LoadSquareSatelliteData loads data, interpolating to the time of the footprints and cropping to a square of size size x size around the footprint's measurement point

cropped_data = LoadSquareSatelliteData(year=2016, region="SAHARA", freq=40,  size=200, verbose=True, load_everything=True)

cropped_data has attributes cropped_data.fp_data (np array), cropped_data.met (Dataset interpolated in time and cropped in space), and cropped_data.topog (Dataset cropped in space, with variables topog and landcover).

Notes:

  • size should be even!
  • freq reduces the time frequency of the data before loading to reduce computational expense (ie freq=3 will only load one in every three footprints and corresponding data)
  • sometimes the cropped area escapes the actual footprint domain.
    • if delete_outofdomain=True, these footprints are deleted from the dataset
    • if the footprints that escape the domain are kept, use fill_outofdomain_with to specify if the out-of-domain areas should be filled with "zeros" or "nans"

Setting up data

Extracting inputs with get_square_satellite_inputs()

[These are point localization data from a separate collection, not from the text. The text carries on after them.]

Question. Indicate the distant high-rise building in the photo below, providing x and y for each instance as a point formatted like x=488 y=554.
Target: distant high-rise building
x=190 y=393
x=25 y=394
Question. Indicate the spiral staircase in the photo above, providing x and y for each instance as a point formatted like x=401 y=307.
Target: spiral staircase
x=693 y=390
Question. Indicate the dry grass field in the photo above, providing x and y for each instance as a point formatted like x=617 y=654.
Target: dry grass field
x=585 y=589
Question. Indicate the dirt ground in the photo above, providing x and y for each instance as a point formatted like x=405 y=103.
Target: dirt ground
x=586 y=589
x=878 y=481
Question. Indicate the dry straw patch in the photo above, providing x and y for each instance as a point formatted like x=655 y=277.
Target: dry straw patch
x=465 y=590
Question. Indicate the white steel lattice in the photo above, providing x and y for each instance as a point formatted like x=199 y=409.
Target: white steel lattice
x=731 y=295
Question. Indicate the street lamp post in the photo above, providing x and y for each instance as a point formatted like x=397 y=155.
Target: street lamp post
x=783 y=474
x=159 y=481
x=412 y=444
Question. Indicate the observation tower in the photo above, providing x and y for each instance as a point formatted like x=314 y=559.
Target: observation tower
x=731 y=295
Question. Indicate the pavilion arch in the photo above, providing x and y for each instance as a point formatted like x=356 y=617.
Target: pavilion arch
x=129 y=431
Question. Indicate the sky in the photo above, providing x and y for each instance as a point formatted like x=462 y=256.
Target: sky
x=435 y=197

Extract the inputs with shape (time, lat, lon, variable), for multiple atmospheric levels and times if passed. The parameter time_deltas allows extracting and interpolating meteorology further back in time, for t-delta Hours where t is the footprint measurement time. e.g. time_deltas=[6] means that the meteorological variables will be returned at t, and t-6h.

variables = {"x_wind":[3,15], "y_wind":[3], "surface_air_pressure":[]}
static_variables=["lat_coords", "lon_coords", "x_coords", "y_coords", "topog", "landcover"]
inputs, input_names = get_square_satellite_inputs(cropped_data, variables, static_variables=static_variables, time_deltas=[6], return_variable_names=True)

Variables

  • Meteorological (time-dependent)
    • air_pressure
    • air_temperature
    • atmosphere_boundary_layer_thickness: height of the layer of the atmosphere within which the effects of friction are significant (roughly the lowest one or two kilometers of the atmosphere). 2D - no height component
    • surface_air_pressure: 2D - no height component
    • upward_air_velocity
    • x_wind
    • y_wind
    • wind_angle
    • wind_speed
  • Static
    • topog
    • landcover
    • sin_lat_coords/sin_lon_coords/cos_lat_coords/cos_lon_coords - sin and cos of coordinates. This is to encode cyclical variables when using a sphere (ie the whole world), but probably is not as useful when only using a reduced domain
    • lat_coords/lon_coords - coordinates at each node
    • distance_centre - Euclidean distance from the release point, calculated with x/y coords rather than actual distance - this is to speed up calculation, as the lat/lon frame of reference (and therefore distances) changes only slightly for each footprint
    • x_coords/y_coords - numerical indeces of each node in a x/y style, passing centered_coords=True returns 0,0 as the center (so negative x coordinates are west, negative y coordinates are south), otherwise 0,0 is the South-West corner and all x/y coords are positive, with the release point at int(size/2), int(size/2). For best practice and better inference across sizes pass centered_coords=True
    • binary_centre - zero for all nodes except the release point which is 1

Preparing dataset

The FootprintsDataset object sets up the inputs and outputs to be loaded to the DataLoader, and makes any needed transformations. The transformations I'm doing currently are:

  • outputs:
    • logv4: Takes log of output data where non-zero, and offsets by minimum value so its above. train_dataset.fp contains the transformed data, and train_dataset.fp_untransformed the original footprint data
  • inputs
    • clever_transform_3 - applies a sklearn preprocessing.StandardScaler() to each variable and level, across all time_deltas (eg all the x_wind data at level 3 is scaled together, so is at level 9 etc). Applies min-max transform to landcover. The transformers are stored in a dictionary of format "{"variable_name":{level_1:transformer, level_2:transformer...},...}" stored at train_dataset.transformers. The feature names need to be passed to input_names for this transform to work

The test dataset can be transformed using the trained transformers from the train dataset by passing a test_mode dictionary as shown below

train_dataset = FootprintsDataset(inputs=inputs, fp=cropped_data.fp_data, input_names=input_names, input_transforms=["clever_transform_3"], output_transforms= ["logv4"])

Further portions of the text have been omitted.